Synchronizing/pausing all processes but one with DistributedDataParallel

Hello,
I’m working with the code example from the official ImagNet distributed tutorial.
Basically, the code uses torch.multiprocessing.spawn(main_worker) to run a copy of the “main worker” function on each GPU.
Then, in each worker the dist.init_process_group command is run and both the model and dataset/dataloader are created and cast into torch.nn.parallel.DistributedDataParallel(model) and torch.utils.data.distributed.DistributedSampler(dataset).

My problem is that after every epoch I want to modify and rewrite all the data in the dataset, I thought the most straightforward way was to run this shuffling in only one of the nodes inside of an “if” like if args.multiprocessing_distributed and args.rank == 1: so not all the nodes would perform the shuffling simultaneously, similarly to the 252 line of the code.

The operation of rewriting the dataset takes long time (>10 minutes). This created a problem where processes which didn’t perform the shuffling were trying to access data while it’s being rewritten by the node that modifies the data.

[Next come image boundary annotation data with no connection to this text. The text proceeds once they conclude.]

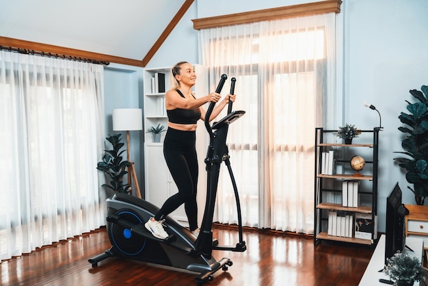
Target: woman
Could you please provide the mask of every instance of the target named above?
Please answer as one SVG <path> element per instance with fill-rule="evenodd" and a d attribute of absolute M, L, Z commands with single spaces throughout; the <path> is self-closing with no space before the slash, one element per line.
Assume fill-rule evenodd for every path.
<path fill-rule="evenodd" d="M 193 66 L 187 62 L 177 63 L 171 73 L 170 78 L 174 84 L 165 95 L 168 129 L 163 142 L 163 155 L 178 192 L 170 197 L 155 217 L 150 218 L 145 224 L 155 237 L 161 239 L 168 236 L 162 226 L 165 217 L 183 203 L 190 231 L 196 237 L 199 234 L 196 203 L 197 122 L 199 119 L 204 120 L 205 118 L 206 112 L 202 105 L 208 102 L 217 103 L 221 98 L 220 94 L 215 92 L 199 99 L 195 97 L 191 88 L 195 85 L 196 75 Z M 235 101 L 235 96 L 228 94 L 220 101 L 213 110 L 210 121 L 228 105 L 230 100 Z"/>

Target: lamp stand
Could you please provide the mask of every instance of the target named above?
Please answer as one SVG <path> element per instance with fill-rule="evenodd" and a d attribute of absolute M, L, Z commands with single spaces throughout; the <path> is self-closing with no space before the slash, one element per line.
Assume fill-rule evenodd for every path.
<path fill-rule="evenodd" d="M 138 185 L 138 179 L 137 179 L 137 173 L 134 168 L 134 162 L 129 161 L 129 131 L 126 131 L 126 159 L 131 163 L 131 165 L 128 166 L 128 183 L 131 184 L 131 194 L 132 194 L 132 179 L 134 180 L 135 185 L 135 194 L 137 197 L 142 198 L 141 192 L 139 192 L 139 185 Z"/>

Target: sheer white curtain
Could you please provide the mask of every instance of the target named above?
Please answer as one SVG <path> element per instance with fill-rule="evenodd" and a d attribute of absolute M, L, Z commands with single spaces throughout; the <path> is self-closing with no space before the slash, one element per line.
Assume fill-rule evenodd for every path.
<path fill-rule="evenodd" d="M 212 89 L 223 73 L 236 77 L 234 109 L 247 112 L 228 138 L 245 225 L 313 233 L 314 134 L 334 97 L 334 13 L 200 32 Z M 217 219 L 236 223 L 222 174 Z"/>
<path fill-rule="evenodd" d="M 0 255 L 104 225 L 103 67 L 0 51 Z"/>

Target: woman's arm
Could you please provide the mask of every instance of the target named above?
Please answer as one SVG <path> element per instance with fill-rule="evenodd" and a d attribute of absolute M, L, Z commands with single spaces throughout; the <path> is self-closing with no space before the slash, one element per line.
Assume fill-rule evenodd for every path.
<path fill-rule="evenodd" d="M 193 109 L 198 108 L 207 102 L 217 102 L 220 99 L 220 94 L 212 92 L 205 96 L 198 99 L 185 99 L 181 97 L 176 91 L 168 90 L 165 95 L 165 107 L 167 109 L 181 108 L 183 109 Z"/>
<path fill-rule="evenodd" d="M 228 105 L 228 104 L 229 103 L 229 101 L 231 101 L 232 102 L 235 102 L 236 98 L 237 98 L 237 96 L 235 94 L 226 95 L 226 97 L 224 97 L 224 99 L 220 101 L 218 105 L 217 105 L 215 107 L 214 107 L 214 109 L 213 109 L 213 112 L 211 113 L 211 115 L 209 117 L 209 121 L 211 122 L 213 119 L 215 118 L 220 114 L 222 110 L 223 110 L 223 109 L 226 105 Z M 206 112 L 205 111 L 204 107 L 202 107 L 202 106 L 200 107 L 200 119 L 202 119 L 202 120 L 204 120 L 205 114 L 206 114 Z"/>

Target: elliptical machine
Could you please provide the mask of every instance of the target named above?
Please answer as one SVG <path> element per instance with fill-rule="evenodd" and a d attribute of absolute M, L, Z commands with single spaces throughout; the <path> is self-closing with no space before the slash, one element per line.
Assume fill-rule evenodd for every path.
<path fill-rule="evenodd" d="M 215 90 L 217 93 L 220 93 L 226 79 L 227 76 L 222 75 Z M 232 77 L 231 94 L 235 92 L 235 81 L 236 79 Z M 198 238 L 170 216 L 165 218 L 163 222 L 169 236 L 165 239 L 155 237 L 146 229 L 144 223 L 150 217 L 155 216 L 159 208 L 141 198 L 117 193 L 107 200 L 107 231 L 111 247 L 104 253 L 88 260 L 92 268 L 97 267 L 98 262 L 107 258 L 118 257 L 200 273 L 195 281 L 198 285 L 202 285 L 206 281 L 213 280 L 213 274 L 215 272 L 220 269 L 226 271 L 228 266 L 232 264 L 228 258 L 217 261 L 212 256 L 213 250 L 245 251 L 247 247 L 243 240 L 239 197 L 226 144 L 229 124 L 239 118 L 245 112 L 232 112 L 232 101 L 230 101 L 228 115 L 215 122 L 212 127 L 209 124 L 209 117 L 215 103 L 210 103 L 205 116 L 205 128 L 210 136 L 204 160 L 207 172 L 206 201 Z M 237 203 L 239 242 L 235 246 L 219 246 L 217 239 L 213 239 L 213 217 L 222 161 L 228 167 Z"/>

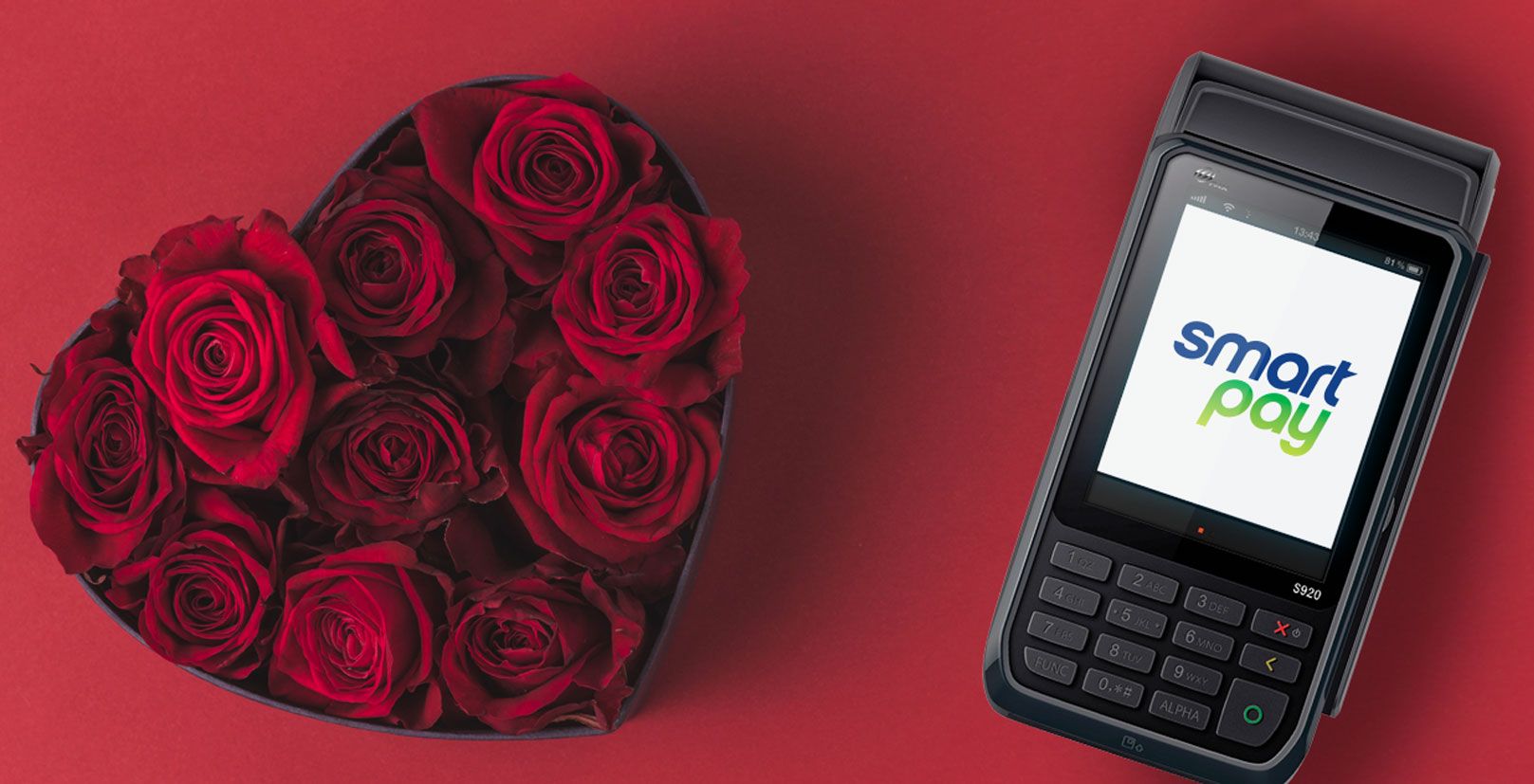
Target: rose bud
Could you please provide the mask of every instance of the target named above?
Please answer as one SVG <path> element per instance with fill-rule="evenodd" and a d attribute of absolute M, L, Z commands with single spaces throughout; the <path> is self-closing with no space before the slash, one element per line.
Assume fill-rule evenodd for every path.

Is there any suggested way of making the rest of the processes wait for the one process to finish the modification and writing of the data before continuing the training?

I found this “barrier” method from the pytorch distributed package.
And also this section about synchronization in python’s documentation.
But because the error I get isn’t 100% reproducible (in some runs it appears 10 minutes after start in some runs it appears hours into the run) I can’t really test the those implementations and I couldn’t find any easy to follow examples.

Any suggestions would be appreciated :sweat_smile:

dist.barrier() should help to block all processes in the group until everyone has reached the same barrier. What error did you see after adding a barrier?